Inarguably, the healthiest patients were offered a surgical resection after neoadjuvant chemotherapy. However, in which patients does neoadjuvant therapy improve outcomes? When assessing the surgical risk, it is not just a question of immediate postoperative survival, but also of long-term survival. The criticism is that not enough patients were offered surgery. It is also clear that increasing the number of operations will lower the survival rate with present chemotherapy. Acceptable survival rates and determinations regarding an acceptable percentage of stage IIIA patients deemed eligible for surgery have not been established. Further, the role of bulky disease as a confounder for the choice of therapy, particularly involving surgery, is poorly understood.
In the present investigation, comparing patients receiving neoadjuvant therapy followed by resection with those receiving chemoradiation alone, statistically significant differences in length of survival were noted. At 1 year, survival rates were 94% and 63% for the 2 groups, respectively, with 5-year rates found to be 63% and 19%, respectively.

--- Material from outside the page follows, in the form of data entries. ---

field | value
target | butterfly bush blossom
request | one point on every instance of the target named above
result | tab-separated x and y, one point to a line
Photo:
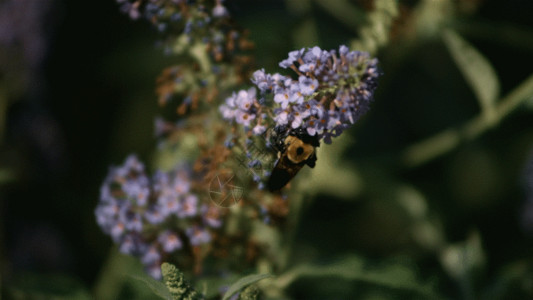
332	91
154	218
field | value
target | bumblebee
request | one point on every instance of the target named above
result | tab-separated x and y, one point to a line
295	149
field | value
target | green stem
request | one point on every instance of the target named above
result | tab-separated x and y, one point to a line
447	140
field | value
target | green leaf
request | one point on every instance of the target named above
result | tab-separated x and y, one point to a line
477	71
157	287
243	283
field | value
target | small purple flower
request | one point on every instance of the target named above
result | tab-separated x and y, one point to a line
311	126
132	221
170	241
293	56
281	118
181	185
188	207
132	244
198	235
220	11
151	255
155	214
244	118
117	230
307	85
211	216
259	129
245	99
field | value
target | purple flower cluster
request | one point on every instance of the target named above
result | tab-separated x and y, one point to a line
152	218
331	93
206	21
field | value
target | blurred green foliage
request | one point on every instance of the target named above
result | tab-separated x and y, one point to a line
422	201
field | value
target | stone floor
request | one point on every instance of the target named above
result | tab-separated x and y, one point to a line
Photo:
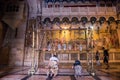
21	73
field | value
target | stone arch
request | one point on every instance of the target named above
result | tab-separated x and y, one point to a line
111	19
65	19
74	19
102	20
93	20
47	20
56	19
84	19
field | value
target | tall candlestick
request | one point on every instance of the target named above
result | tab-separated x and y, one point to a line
33	35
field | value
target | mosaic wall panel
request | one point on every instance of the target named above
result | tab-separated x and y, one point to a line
47	56
117	56
74	56
63	56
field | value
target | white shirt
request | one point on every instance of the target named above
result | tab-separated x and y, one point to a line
54	59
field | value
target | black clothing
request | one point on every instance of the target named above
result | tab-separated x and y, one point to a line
77	62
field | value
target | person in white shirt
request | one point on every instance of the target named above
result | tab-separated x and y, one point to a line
53	65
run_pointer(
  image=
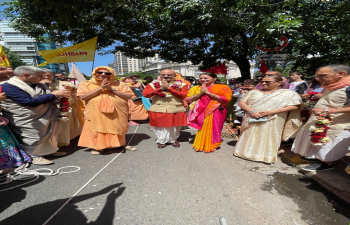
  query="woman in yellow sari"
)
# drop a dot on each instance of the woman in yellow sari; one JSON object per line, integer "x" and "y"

The survival outcomes found among LCEC patients in this study who received neoadjuvant chemotherapy plus surgery were 3–4 times higher than those in other reports [22,23]. Additionally, it is worth noting that in this investigation, 5-year survival among patients receiving chemoradiation alone (in the absence of surgery) was twice as high as national reported averages [22–24].
Conclusions
Our findings indicate that neoadjuvant chemotherapy followed by surgery results in improved 5-year survival of stage IIIA N2 lung cancer patients compared with definitive chemoradiation alone. These data support the use of preoperative chemotherapy followed by resection in patients for which surgery is an option and further highlights the need to develop new neoadjuvant therapies that would result in more patients being surgical candidates. Although this treatment approach is highly selective, with the healthiest and best-suited candidates being offered surgery, the findings add to a relatively limited evidence base regarding optimal treatment approaches for patients with stage IIIA lung cancer.